Realising my paintings is a process consisting of different steps and I like all of them. However, the actual process of painting is the most fascinating part for me. This is where the magic happens. This is when I stop working with my head and start working with my heart. It’s the moment when I deeply feel connected and with that profound calm happiness and peaceful satisfaction inside. I hardly find it in anything else I do in my life.

Colors and color combinations have always fascinated me. I could (and still can) spend hours watching artist shop windows, with boxes of colored pencils displayed. The pencils arranged in a perfect color spectrum. From yellow over orange to red, purple, blue and green shades or whatever. Color is so much more information than the hue itself. And color starts a conversation as soon as it is combined with other colors.

Early lessons

My father explained me the principle of cold colors and warm colors and how to combine them. I was not much older than 5 or 6 and we were making snake spirals. We hang over the radiator where they spun in the rising warm air. To decorate the snakes, I used wax pastels of four colors. Blue, green (cold colors) and yellow and red (warm colors). After my fathers lesson, I always did two kind of snakes: blue-yellow ones and green-red ones. I did them for years, even as a teenager. As soon as the heating was running, I made paper snakes and could spend hours watching them spinning around.
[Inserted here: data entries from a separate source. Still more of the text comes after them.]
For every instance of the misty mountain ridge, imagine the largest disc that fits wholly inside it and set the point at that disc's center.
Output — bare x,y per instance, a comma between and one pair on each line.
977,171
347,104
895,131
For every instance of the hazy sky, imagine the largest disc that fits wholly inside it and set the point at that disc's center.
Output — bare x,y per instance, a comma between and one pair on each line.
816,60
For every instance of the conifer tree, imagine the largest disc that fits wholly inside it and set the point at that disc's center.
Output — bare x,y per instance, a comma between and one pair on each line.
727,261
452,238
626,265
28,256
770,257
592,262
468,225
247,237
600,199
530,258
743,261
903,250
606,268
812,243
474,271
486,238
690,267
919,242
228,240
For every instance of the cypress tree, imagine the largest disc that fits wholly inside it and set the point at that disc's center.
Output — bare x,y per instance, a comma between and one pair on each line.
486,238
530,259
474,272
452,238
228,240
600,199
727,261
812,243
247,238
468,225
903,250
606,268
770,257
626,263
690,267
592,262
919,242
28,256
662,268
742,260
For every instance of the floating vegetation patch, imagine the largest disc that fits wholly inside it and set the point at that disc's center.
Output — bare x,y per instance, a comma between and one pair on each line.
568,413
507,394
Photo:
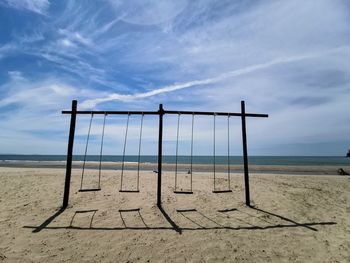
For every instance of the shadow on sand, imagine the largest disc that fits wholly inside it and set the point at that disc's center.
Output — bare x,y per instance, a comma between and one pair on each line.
193,216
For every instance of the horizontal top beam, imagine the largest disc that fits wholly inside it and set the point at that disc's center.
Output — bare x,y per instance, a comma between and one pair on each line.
205,113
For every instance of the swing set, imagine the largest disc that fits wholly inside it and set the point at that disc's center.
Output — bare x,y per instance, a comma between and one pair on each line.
161,112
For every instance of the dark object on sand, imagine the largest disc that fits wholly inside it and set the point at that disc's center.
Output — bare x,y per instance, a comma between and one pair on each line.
342,172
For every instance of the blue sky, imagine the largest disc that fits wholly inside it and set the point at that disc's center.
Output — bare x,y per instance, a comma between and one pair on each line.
289,59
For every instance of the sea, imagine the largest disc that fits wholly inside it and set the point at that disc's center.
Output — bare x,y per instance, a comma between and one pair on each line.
255,160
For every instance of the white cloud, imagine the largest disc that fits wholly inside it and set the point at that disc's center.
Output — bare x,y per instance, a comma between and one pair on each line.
37,6
234,73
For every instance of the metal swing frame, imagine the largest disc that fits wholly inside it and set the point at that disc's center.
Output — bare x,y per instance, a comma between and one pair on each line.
161,112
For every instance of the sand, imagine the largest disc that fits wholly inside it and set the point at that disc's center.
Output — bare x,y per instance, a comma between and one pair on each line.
299,218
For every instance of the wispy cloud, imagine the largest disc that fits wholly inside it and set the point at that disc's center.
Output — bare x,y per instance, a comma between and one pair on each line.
230,74
37,6
286,58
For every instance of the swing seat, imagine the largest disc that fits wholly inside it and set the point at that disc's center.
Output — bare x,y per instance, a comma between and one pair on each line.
129,191
90,190
183,192
222,191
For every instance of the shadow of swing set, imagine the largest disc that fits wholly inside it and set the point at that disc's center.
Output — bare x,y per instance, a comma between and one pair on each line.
161,112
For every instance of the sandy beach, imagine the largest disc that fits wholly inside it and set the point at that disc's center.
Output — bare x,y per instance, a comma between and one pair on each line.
297,218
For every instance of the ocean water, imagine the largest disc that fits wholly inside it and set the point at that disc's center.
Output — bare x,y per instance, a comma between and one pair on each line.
257,160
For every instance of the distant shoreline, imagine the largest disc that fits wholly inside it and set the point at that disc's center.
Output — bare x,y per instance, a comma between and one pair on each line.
278,169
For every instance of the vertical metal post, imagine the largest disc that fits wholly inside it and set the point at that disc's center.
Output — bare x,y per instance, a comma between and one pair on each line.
70,154
160,153
245,155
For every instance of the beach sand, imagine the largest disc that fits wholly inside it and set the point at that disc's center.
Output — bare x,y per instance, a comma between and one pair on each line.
298,218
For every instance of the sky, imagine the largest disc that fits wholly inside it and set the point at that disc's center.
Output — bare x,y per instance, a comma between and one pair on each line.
286,58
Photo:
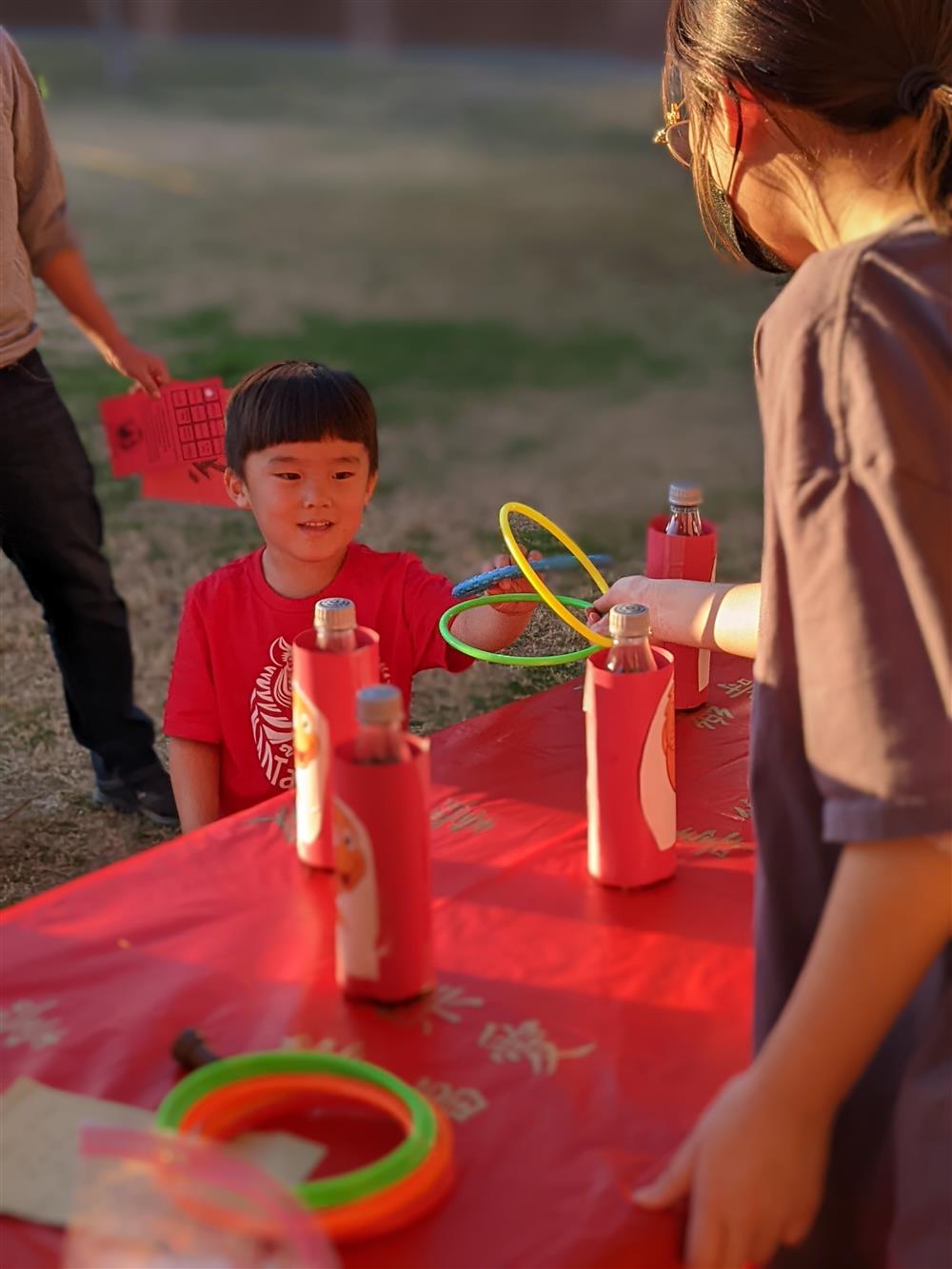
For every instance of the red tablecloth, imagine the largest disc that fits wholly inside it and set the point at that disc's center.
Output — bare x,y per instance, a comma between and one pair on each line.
575,1031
5 for all and all out of 5

I am still attracted by boxes of colored pencils or bottles of acrylics in the whole color range. However, I am mixing the colors I use in my paintings on my own. And I just use 5 basic hues: Yellow, blue, cyan, magenta and red. No black, no white. I can mix every single color of the rainbow with them. Mixing colors was the first lesson I got at art school and I practiced it since then. Over all these years, working with always the same basic colors, I got quite familiar with them and can pretty much predict what happens when I mix them together.

To achieve a desired hue, it is often not so much a matter of color as it is of warmth or coolness that needs to be added to the mix. Often, it’s a matter of drops of color that need to be added. Again, I work primarily with feeling rather than reason, but with knowledge of how the colors react to each other.

Matthias Maier | Bottles with Acrylic colors
All colors are made of magenta, red, cyan, blue and yellow

Painting doesn’t feel like work to me, although I have made it my profession. With time, passion and love I realize my ideas – the creative process. Investing time in carefully mixing the colors that I later use in a painting, is an important step in the preparation of a painting. My time, my feelings, my love is already in it, before I even made the first brush stroke.

Every painting is telling different stories on different levels. The secret of the creation of the colors, is one of them.

Matthias

It would be so different if I used ready mixed colors. Apart from the fact that it is difficult to find the exact shade, it is a difference like fast food to home cooking. Only I know how much blue, cyan and magenta is in this purple. Only I know about the dab of yellow that gives it the perfect tone I was looking for. This procedure makes the colors I use precious to me. Even before they start telling their story on the paper.